Marcia Clark Recalls O.J. Simpson Case: "There Was No Way to Reach That Jury"

Marcia Clark Dateline - H 2016
Dateline NBC

Marcia Clark, the former Los Angeles County prosecutor who was the lead attorney on the O.J. Simpson murder case, says she blames herself for the controversial outcome of the case. 

Sitting down for a Dateline NBC interview set to air Sunday, Clark shed some more light on the inner workings of the case which captivated the world more than two decades ago. 

A preview of the pre-taped interview was released Tuesday; Clark sitting down with Josh Mankiewicz talks about not wanting Simpson to try on the gloves during the trial and how she felt when the jury foreman read "Not guilty." 

"It was physically painful," Clark says of the verdict. "And I thought of Ron [Goldman] and Nicole [Brown], and I thought, 'This is wrong.'" 

The double homicide has once again become a main topic of conversation following the recently launched FX series The People v. O.J. Simpson: American Crime Story.

So far, four episodes of the nine part series have aired. 

The two-hour Dateline special will also feature interviews with Kris Jenner, Denise Brown, Fred Goldman, Alan Dershowitz and Kato Kaelin, among numerous others connected to the case.

In the preview for the special, Clark — played by Sarah Paulson in the FX series — says she blames herself for Simpson going free.

"But at the end of the day, we really ... there was no way to reach that jury," she tells Mankiewicz. "There was no way to make them believe.

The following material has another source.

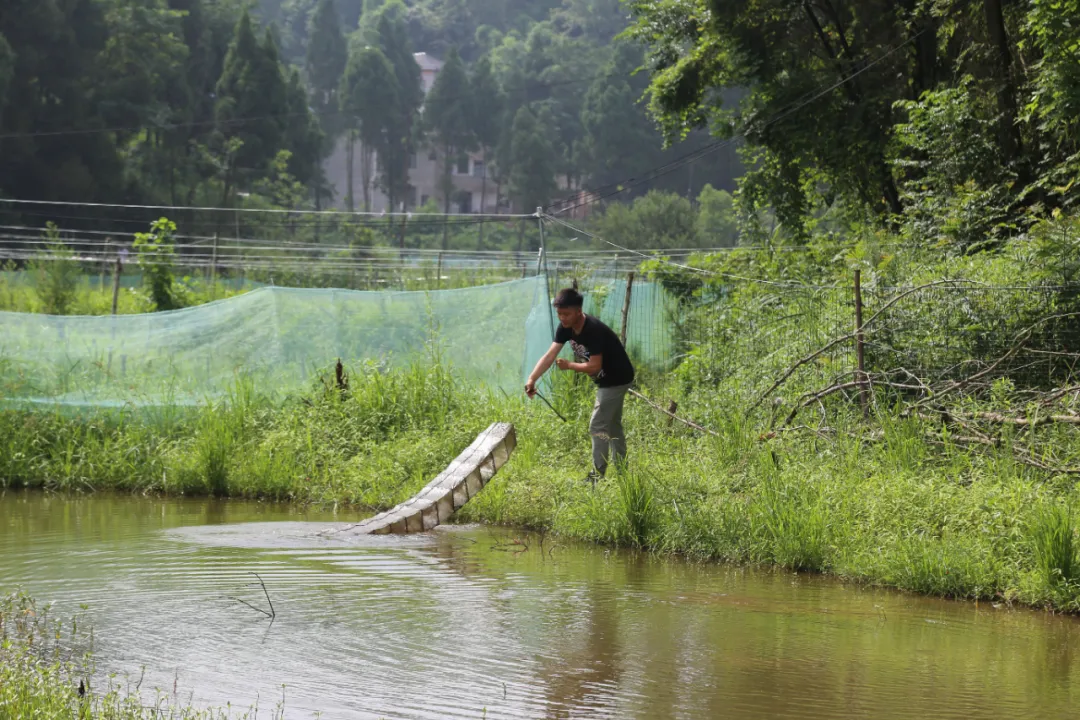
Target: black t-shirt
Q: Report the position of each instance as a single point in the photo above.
(598, 339)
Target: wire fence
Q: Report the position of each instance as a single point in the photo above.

There really wasn't."

Clark also says she was against Simpson trying on the gloves, which police said the killer left behind, during the trial. That iconic moment, when the glove appeared to not fit, was a massive blow to the prosecution. 

"That was not my call. That was not my call," she tells Mankiewicz. "I did not want him to try on the evidence gloves. I never did."

That idea came from co-counsel Christopher Darden, played by Sterling K. Brown in the FX series. Darden apologized to Clark for the massive blunder, she says. 

"And I said, 'It’s okay," says Clark. "If that lost the case for us, we were never going to win anyway'.”